Rockefeller Group International Inc. plans to build a 150,000-square-foot warehouse in...

Rockefeller Group International Inc. plans to build a 150,000-square-foot warehouse in Woodbury after News 12 moves to new studios in Bethpage. Credit: Howard Schnapp

The developer of a $55 million warehouse proposed for the current site of News 12 studios in Woodbury has requested 20 years of property-tax breaks from Nassau County, executives said.

Rockefeller Group International Inc. purchased the broadcasting center, along with an adjacent parcel, last year. It plans to construct a 150,000-square-foot warehouse, but demolition won’t start until the cable television station moves to new studios in Bethpage, the executives said.

Besides the property-tax savings, Rockefeller Group has requested that the county’s Industrial Development Agency grant a sales-tax exemption of up to $1.2 million on the purchase of construction materials and equipment.

The IDA board voted unanimously last week to negotiate an incentive package with the developer.

Phillip Golub, a project manager at Manhattan-based Rockefeller Group, said the warehouse would be “modern, state-of-the-art. … We believe this will add something new to the Island.”

No tenants have yet committed to using the building.
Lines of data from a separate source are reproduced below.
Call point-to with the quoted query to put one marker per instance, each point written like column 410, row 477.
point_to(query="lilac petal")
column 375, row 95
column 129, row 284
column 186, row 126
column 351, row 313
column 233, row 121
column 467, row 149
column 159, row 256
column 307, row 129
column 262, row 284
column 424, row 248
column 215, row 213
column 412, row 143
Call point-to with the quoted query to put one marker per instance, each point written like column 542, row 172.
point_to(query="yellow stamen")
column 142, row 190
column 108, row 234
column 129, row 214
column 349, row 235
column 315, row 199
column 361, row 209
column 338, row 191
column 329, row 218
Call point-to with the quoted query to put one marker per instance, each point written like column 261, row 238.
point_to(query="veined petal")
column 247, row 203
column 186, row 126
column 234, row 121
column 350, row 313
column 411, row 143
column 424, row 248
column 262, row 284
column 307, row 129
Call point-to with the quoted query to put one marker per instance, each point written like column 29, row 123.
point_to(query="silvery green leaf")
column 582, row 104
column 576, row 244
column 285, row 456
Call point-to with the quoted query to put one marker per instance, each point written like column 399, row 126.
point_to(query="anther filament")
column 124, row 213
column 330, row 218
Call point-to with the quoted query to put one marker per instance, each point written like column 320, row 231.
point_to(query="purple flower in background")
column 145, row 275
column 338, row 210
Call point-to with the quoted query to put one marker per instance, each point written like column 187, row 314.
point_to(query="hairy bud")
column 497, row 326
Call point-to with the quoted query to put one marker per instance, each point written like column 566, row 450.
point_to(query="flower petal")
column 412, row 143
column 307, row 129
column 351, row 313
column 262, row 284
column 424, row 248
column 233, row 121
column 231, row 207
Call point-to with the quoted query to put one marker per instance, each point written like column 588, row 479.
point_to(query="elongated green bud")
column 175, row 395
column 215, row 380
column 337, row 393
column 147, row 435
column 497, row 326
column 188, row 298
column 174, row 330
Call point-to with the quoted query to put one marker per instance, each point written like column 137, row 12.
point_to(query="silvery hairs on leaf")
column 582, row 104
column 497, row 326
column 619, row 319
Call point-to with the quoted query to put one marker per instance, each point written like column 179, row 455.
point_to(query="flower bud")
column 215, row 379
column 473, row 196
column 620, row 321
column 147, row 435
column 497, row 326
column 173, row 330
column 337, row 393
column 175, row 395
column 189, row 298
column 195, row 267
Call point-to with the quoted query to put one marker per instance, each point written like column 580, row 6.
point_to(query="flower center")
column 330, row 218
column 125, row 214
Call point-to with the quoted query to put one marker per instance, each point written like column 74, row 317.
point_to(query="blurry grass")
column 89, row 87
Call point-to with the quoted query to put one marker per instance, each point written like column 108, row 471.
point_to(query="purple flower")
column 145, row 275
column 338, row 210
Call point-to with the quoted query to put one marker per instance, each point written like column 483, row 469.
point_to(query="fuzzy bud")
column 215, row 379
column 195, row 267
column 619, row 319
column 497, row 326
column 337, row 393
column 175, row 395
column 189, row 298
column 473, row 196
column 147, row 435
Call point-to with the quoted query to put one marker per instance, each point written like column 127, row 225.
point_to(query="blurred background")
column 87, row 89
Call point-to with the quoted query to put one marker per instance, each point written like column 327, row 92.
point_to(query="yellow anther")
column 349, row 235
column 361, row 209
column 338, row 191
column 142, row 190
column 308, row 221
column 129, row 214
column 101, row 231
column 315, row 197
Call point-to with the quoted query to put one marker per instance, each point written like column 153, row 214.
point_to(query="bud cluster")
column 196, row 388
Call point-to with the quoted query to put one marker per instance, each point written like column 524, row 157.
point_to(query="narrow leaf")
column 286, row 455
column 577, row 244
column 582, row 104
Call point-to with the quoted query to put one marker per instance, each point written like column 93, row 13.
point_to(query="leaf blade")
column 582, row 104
He estimated that 68 people would work there initially, earning an average of $45,400 per year.

Peter L. Curry, the developer's real estate attorney, said it is requesting that the IDA tax-savings deal be written as if the News 12 building has already been torn down. By doing so, the current property-tax bill goes from $601,800 per year to $376,630. 
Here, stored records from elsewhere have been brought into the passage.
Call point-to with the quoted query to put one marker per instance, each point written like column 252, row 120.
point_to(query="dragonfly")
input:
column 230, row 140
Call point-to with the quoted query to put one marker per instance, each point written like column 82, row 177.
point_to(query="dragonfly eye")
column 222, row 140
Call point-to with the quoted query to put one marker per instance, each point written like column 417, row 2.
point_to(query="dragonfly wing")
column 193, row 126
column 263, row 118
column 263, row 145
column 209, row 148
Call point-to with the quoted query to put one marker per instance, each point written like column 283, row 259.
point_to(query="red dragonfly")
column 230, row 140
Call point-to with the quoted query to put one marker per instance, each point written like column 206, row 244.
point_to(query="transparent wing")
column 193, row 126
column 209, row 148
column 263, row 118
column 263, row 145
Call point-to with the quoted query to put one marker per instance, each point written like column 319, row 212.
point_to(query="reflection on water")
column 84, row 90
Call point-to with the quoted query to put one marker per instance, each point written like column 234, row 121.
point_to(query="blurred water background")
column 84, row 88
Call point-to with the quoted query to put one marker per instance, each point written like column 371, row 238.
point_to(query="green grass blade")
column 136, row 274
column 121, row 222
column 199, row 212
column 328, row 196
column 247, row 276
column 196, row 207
The Nassau IDA, unlike some in Suffolk County, doesn’t reduce current property taxes; the future savings is on higher taxes because the property’s value increases with new development.

IDA board member Reginald A. Spinello said last week that he found Rockefeller Group’s proposal “a little bit troubling [because] now we have a project that can start below existing taxes” under a potential incentive package.

Curry responded that, if News 12 were not operating from the building, it  would have been demolished by now, and vacant land carries lower property taxes. But Rockefeller Group is “letting [News 12] stay as long as they need to stay,” he said.

By the time construction starts in January, the land will be vacant. "We are asking for something that we don’t normally ask for because you couldn’t kick News 12 out of its building,” Curry said.

IDA chairman Richard Kessel concurred but said “it has been the practice of this IDA not to lower taxes. … We will have to work our way through this issue.”

A spokeswoman for News 12's parent, Altice USA in Long Island City, Queens, didn't respond to a request for comment on Wednesday.

Separately, Rockefeller Group has told Oyster Bay Town that the warehouse’s size would be reduced by 25% if a zoning code change is adopted by the town board. The change requires additional parking at warehouses within the town.

The Woodbury project is the developer's second on Long Island. It plans to construct a 172,000-square-foot warehouse in Bay Shore, according to executives.

Rockefeller Group was founded in 1928 by John D. Rockefeller Jr., the only son of oil magnate John D. Rockefeller. The company is best known for developing Manhattan's Rockefeller Center.